KIERAN GILBERT: It’s hardly a Work Choices revival, as you’re painting though. He’s said he’ll send any changes to unfair dismissals, penalty rates to our Productivity Commission review and that that would - any proposals to put to a subsequent election, and as I said before, pointed out, he is saying that there will be this no worse off test, which you put in place in your own legislation.
BILL SHORTEN: No. Kieran, he’s selling you a bill of goods. Please, just because Tony Abbott repeats something often enough doesn’t make it true. We’ve got protections for workers. That’s one thing that Labor does do. He is proposing, for instance, any example where you can have an individual contract and if you could get paid in non-monetary benefits, to the same level that you would have got in cash, well, that would pass the Liberal Party test. I mean, these guys want to go back to a cargo cult where you get food for work. This is - we ruled specifically out a couple of hair brain extreme ideas these guys are breathing oxygen into. The point about it all is they say, give us a blank cheque.
The electoral mandate they’re seeking in workplace relations is, yeah, we’ll change things. We don’t know want we want to do yet, so don’t ask us before the election. We want to be a small target. I mean, the point about it is on September the 14th, when people cast a ballot, there is a choice. Everyone knows what we think about workplace relations. These guys are saying, yeah, yeah, we’re going to give you a hint that we’re going to expand individual contracts. Just trust us. Well, they couldn’t be trusted last time.
Did you know, Kieran, every time in Parliament since 2007, there’s been a legislation mechanism to improve cooperation in the workplace, to improve productivity, to improve workers’ conditions and entitlements, to make their jobs secure, the Liberal Party vote no? They voted no against legislation several times, so it’s not a question of just believing of what I say. It’s a question of they want to expand individual contracts.

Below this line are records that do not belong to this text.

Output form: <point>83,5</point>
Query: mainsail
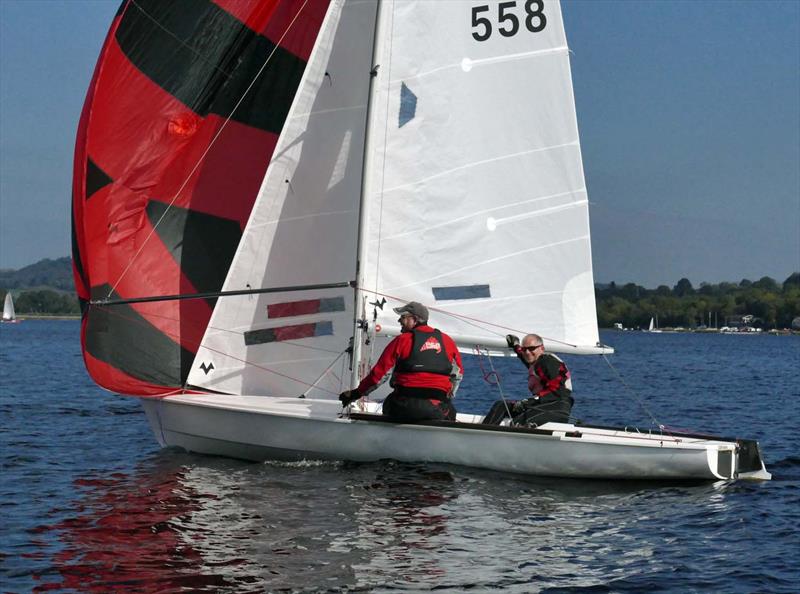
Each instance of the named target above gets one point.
<point>240,148</point>
<point>181,119</point>
<point>477,201</point>
<point>8,309</point>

They want people to be able to be paid in non-monetary benefits. I mean, Kieran, would you come and work for Sky if they just gave you free subscription to Foxtel? I mean, it’s not - but of course, you’re capable of negotiating for yourself, but there are a lot of people who desperately need work and so they’re going to have these take it or leave it arrangements with no choice.
KIERAN GILBERT: That was Bill Shorten speaking to me in Melbourne a bit earlier.